People, Collaboration & Culture
- Generous with knowledge and energized by others improving.
- Rigorous, honest about results and data.
- Patient across all AI maturity levels.
- Curious about Klipsboard customers’ trades.
- Calm toward rapid model and tooling change.
- Close collaboration with engineering leadership, architecture, product, and cross‑site teams.
Additional Responsibilities
- Travel between UK and South Africa offices for coaching and community building.
- Keep standards current as models, tools, and providers evolve.
- Represent Klipsboard’s engineering practice externally (talks, writing, open‑source).
Key Relationships
- Internal: Engineering leadership and architecture teams; R&D engineering teams across Newcastle, Tankersley, Hungerford, Johannesburg and Cape Town/Stellenbosch; Product managers and owners; Subject matter experts in distributive trades, rental, automotive.
- External: AI and LLM platform and tooling providers (as needed).
Required Qualifications And Experience
- Strong software engineering background with several years of production software delivery.
- Substantial hands‑on experience with LLMs: prompt design, context engineering, structured outputs.
- Experience building evaluation or test harnesses for LLM outputs.
- Clear evidence of mentoring or teaching other engineers.
- Daily fluency with AI coding tools like GitHub Copilot or Cursor.
Preferred Qualifications And Experience
- Experience with retrieval‑augmented generation, agentic workflows, tool use or fine‑tuning in production.
- Experience with LLM APIs, orchestration frameworks, vector search, embeddings, and retrieval pipelines.
- Experience across multiple model providers and understanding of their strengths.
- Domain exposure to distributive trades, rental, retail, automotive aftermarket parts or garage management.

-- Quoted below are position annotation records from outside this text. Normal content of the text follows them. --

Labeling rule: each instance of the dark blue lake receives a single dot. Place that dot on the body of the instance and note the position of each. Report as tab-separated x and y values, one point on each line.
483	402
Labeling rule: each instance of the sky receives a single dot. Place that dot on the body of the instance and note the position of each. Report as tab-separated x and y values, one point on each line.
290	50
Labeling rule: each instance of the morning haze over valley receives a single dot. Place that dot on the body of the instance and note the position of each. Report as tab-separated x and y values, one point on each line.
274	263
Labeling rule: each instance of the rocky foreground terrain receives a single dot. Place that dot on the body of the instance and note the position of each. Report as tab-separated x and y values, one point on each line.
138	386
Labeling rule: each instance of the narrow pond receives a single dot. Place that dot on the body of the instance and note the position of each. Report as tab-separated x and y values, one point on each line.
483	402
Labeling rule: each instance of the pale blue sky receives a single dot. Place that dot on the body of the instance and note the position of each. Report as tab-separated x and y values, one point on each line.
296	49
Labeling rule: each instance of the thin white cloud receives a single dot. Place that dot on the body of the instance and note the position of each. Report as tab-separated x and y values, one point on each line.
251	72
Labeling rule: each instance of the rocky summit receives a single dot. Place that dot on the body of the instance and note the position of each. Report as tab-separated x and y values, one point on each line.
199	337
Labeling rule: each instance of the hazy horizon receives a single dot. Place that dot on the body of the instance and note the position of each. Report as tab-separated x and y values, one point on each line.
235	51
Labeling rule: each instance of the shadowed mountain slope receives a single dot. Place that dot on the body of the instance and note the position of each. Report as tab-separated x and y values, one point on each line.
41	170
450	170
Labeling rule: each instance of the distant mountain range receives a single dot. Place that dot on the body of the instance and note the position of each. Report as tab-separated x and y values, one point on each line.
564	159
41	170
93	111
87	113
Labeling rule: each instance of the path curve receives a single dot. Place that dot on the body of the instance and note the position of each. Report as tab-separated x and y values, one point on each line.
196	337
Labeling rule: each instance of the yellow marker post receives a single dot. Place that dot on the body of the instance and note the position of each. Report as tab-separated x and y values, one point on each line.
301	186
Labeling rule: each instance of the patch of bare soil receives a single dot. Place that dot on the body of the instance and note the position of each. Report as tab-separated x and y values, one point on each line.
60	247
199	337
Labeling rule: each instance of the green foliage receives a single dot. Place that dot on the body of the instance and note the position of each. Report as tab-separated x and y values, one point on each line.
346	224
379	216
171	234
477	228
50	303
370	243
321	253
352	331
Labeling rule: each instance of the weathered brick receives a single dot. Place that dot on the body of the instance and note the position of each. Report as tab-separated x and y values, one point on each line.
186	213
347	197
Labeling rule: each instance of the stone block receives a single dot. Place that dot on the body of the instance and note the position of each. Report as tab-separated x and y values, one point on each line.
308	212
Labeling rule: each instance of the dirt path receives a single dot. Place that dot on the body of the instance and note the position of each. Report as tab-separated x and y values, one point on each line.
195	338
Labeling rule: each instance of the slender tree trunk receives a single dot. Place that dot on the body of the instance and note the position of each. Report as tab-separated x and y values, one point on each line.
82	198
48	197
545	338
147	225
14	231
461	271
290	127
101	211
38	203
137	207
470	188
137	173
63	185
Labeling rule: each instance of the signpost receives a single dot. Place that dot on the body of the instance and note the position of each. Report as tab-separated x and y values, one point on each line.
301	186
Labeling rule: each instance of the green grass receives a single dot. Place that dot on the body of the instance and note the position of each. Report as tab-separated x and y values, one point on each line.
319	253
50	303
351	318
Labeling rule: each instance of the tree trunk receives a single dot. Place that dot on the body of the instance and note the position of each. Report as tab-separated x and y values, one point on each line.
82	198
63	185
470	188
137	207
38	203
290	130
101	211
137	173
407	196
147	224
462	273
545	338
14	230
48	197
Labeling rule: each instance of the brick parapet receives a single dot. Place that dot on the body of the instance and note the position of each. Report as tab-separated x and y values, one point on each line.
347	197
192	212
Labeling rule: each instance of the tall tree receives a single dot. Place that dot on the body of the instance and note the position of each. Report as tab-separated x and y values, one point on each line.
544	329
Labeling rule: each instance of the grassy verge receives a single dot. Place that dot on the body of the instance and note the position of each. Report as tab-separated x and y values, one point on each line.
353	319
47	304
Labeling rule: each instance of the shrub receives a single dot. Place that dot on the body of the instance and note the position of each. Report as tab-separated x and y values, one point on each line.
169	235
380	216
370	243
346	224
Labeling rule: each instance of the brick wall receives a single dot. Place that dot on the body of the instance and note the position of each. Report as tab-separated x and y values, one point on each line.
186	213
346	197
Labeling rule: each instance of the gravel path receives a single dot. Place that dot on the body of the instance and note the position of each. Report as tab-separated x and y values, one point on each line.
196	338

- Experience helping teams adopt AI tooling in legacy codebases.
- Public sharing of work: talks, writing, or open‑source contributions.
What Success In This Role Looks Like
- Engineers identify specific improvements due to coaching.
- At least one AI feature or workflow shipped with reliable evaluation, repeatable by the team.
- New, actively used library of prompt patterns and guides.
- Active, well‑attended community of practice producing reusable outputs.
- Engineering leadership sees clear evidence of AI ROI.
Equal Opportunities
Klipsboard is a global company committed to diversity, equity, and inclusion. We provide reasonable adjustments during the interview and offer processes. We encourage applications from all backgrounds, especially those who may not meet every criterion but bring transferable skills and a passion for the role.
Senior Applied AI Engineer – Prompting & Evaluation employer: Klipboard
Klipsboard is an exceptional employer that champions innovation and collaboration in the AI space, offering a flexible hybrid work model that promotes work-life balance. With a strong focus on employee growth through coaching and knowledge-sharing, team members are empowered to enhance their skills while contributing to impactful AI features. The inclusive culture fosters curiosity and collaboration across diverse teams in the UK and South Africa, making it a rewarding environment for those seeking meaningful work in a rapidly evolving field.